A comparison of blood metal ions in total hip arthroplasty using metal and ceramic heads
- Peter B. White, BA, Morteza Meftah, MD, Amar S. Ranawat, MD, Chitranjan S. Ranawat, MD
- J. Arthroplasty, Volume 31, Issue 6, June 2016
- Level of Evidence:
- None given
White et al. evaluated serum cobalt, chromium, and nickel content in 60 patients implanted with the same THA type and brand (titanium alloy stem) and 32 resp. 36mm metal-on-polyethylene (MoP) or ceramic-on-polyethylene (CoP) bearing (30 hips each) at their 5-year follow up. Patients receiving a ceramic (BIOLOX®delta) head were significantly more than 10 years younger (mean 60.6 years) compared to those receiving a metal (CoCrMo alloy) head (mean 74.2 years). All patients also had clinical evaluations at 6 weeks, 1-, 2-, and 5-year follow up.
56.7% of patients with a MoP bearing had detectable cobalt levels, with a mean of 2 μg/L, 20% greater 4 μg/L and 3.3% greater 7 μg/L. 17% of patients with MoP bearings had detectable chromium levels (mean 0.3 μg/L). None of the 30 patients with CoP bearings had any detectable metal ion level and no patient in either group had detectable nickel ions.
In regard to head size, patients with 36mm metal heads had significantly higher cobalt levels compared with patients with 32mm metal heads. However, there was no difference of chromium levels in correlation to metal head size.
No significant differences were found for most clinical evaluations between the two groups. The authors only found a slight statistical difference in the WOMAC function sub-score and total score, with patients in the CoP group scoring slightly better. No outcome scores correlated significantly with ion release. Most patients, except one in the CoP group and 3 in the MoP group, were asymptomatic. Seven patients with MoP bearings underwent further imaging for possible adverse local tissue reaction (ALTR) due to cobalt ion levels greater than 4 μg/L (6 patients) or clinical symptoms (1 patient). In 4 of those patients ALTR was identified and two of them were subsequently revised.
The authors conclude that 36mm metal heads result in a higher cobalt level compared to 32mm metal heads and that the use of ceramic (BIOLOX®delta) heads reduces the incidence and magnitude of cobalt and chromium ion release significantly.
- Detection limit for cobalt and chromium ions in serum was high.
- Results are not generalizable to other hip systems.

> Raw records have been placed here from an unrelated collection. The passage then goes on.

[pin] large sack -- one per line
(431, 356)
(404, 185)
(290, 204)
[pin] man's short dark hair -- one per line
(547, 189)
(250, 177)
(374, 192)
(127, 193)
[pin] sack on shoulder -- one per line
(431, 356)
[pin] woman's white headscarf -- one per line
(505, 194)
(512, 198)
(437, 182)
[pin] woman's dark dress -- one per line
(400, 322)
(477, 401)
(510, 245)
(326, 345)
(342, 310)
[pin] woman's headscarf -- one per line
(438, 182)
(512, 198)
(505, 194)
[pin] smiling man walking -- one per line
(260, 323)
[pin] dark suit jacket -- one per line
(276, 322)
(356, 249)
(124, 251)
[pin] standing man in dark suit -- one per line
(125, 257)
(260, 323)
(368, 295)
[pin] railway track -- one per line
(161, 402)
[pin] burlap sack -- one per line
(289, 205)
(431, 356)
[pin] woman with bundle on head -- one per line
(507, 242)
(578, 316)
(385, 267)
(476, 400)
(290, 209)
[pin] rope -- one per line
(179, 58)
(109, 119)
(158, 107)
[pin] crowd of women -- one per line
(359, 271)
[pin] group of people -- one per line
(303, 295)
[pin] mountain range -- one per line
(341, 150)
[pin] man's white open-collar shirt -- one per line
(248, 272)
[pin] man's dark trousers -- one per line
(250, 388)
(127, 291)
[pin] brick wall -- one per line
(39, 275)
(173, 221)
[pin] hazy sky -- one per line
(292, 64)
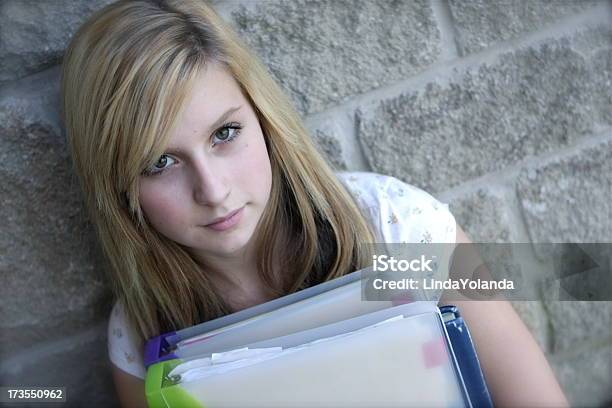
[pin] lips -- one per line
(225, 218)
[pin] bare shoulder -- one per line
(520, 375)
(130, 389)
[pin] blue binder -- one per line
(467, 359)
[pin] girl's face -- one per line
(216, 165)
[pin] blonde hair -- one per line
(125, 79)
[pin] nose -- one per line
(210, 186)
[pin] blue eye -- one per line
(161, 165)
(227, 133)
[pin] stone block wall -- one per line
(502, 109)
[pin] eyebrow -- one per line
(212, 127)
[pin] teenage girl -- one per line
(208, 195)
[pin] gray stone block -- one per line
(573, 322)
(533, 314)
(585, 376)
(484, 215)
(80, 364)
(526, 103)
(34, 34)
(322, 52)
(481, 23)
(330, 147)
(52, 269)
(568, 199)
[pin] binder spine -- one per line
(157, 349)
(467, 359)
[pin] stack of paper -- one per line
(329, 349)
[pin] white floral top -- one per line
(399, 213)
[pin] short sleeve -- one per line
(124, 350)
(405, 214)
(411, 215)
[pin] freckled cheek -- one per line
(254, 169)
(162, 208)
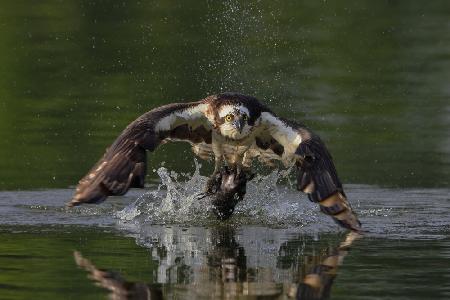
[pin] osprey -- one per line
(234, 130)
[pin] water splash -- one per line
(175, 201)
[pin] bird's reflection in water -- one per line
(225, 272)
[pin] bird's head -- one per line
(234, 121)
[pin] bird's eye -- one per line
(229, 118)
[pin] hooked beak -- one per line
(239, 124)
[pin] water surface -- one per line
(371, 77)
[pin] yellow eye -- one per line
(229, 118)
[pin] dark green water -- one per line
(372, 77)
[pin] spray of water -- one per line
(175, 202)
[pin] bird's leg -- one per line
(214, 181)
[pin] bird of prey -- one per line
(234, 130)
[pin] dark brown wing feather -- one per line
(317, 176)
(124, 164)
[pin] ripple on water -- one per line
(388, 213)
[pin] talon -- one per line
(200, 196)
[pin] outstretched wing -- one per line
(124, 164)
(316, 173)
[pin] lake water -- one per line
(371, 77)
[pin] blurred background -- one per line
(371, 77)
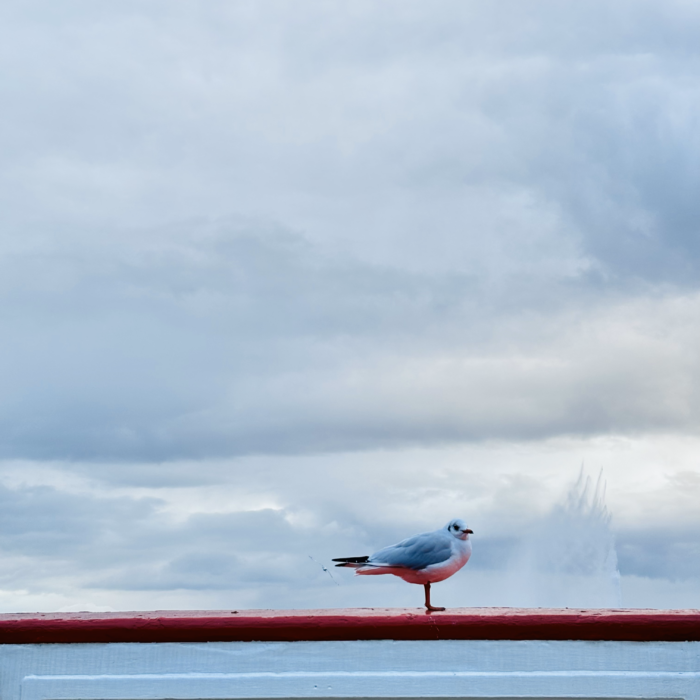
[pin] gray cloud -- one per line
(239, 231)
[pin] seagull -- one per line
(426, 558)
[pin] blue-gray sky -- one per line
(282, 279)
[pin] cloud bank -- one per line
(283, 281)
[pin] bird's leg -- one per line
(427, 598)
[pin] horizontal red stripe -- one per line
(351, 624)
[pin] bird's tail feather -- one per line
(353, 562)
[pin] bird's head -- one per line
(459, 529)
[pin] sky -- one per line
(284, 281)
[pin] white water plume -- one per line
(569, 558)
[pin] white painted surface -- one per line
(363, 669)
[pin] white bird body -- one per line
(423, 559)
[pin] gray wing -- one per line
(416, 552)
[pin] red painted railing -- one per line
(351, 624)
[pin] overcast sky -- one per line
(285, 281)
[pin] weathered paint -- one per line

- Titanium ion levels were not measured.
- Age difference between the groups was > 10 years.
- Patient number was low.
- No information regarding specific patient inclusion/exclusion criteria
- No patient with CoP bearings had detectable cobalt or chromium level.
- No patient with CoP bearings had any adverse reaction.
- 56.7% of patients with a metal head had detectable cobalt levels in serum.
- 13% of patients with MoP bearings had ALTR, 2 of them have been revised.
- Larger metal heads release larger amounts of cobalt.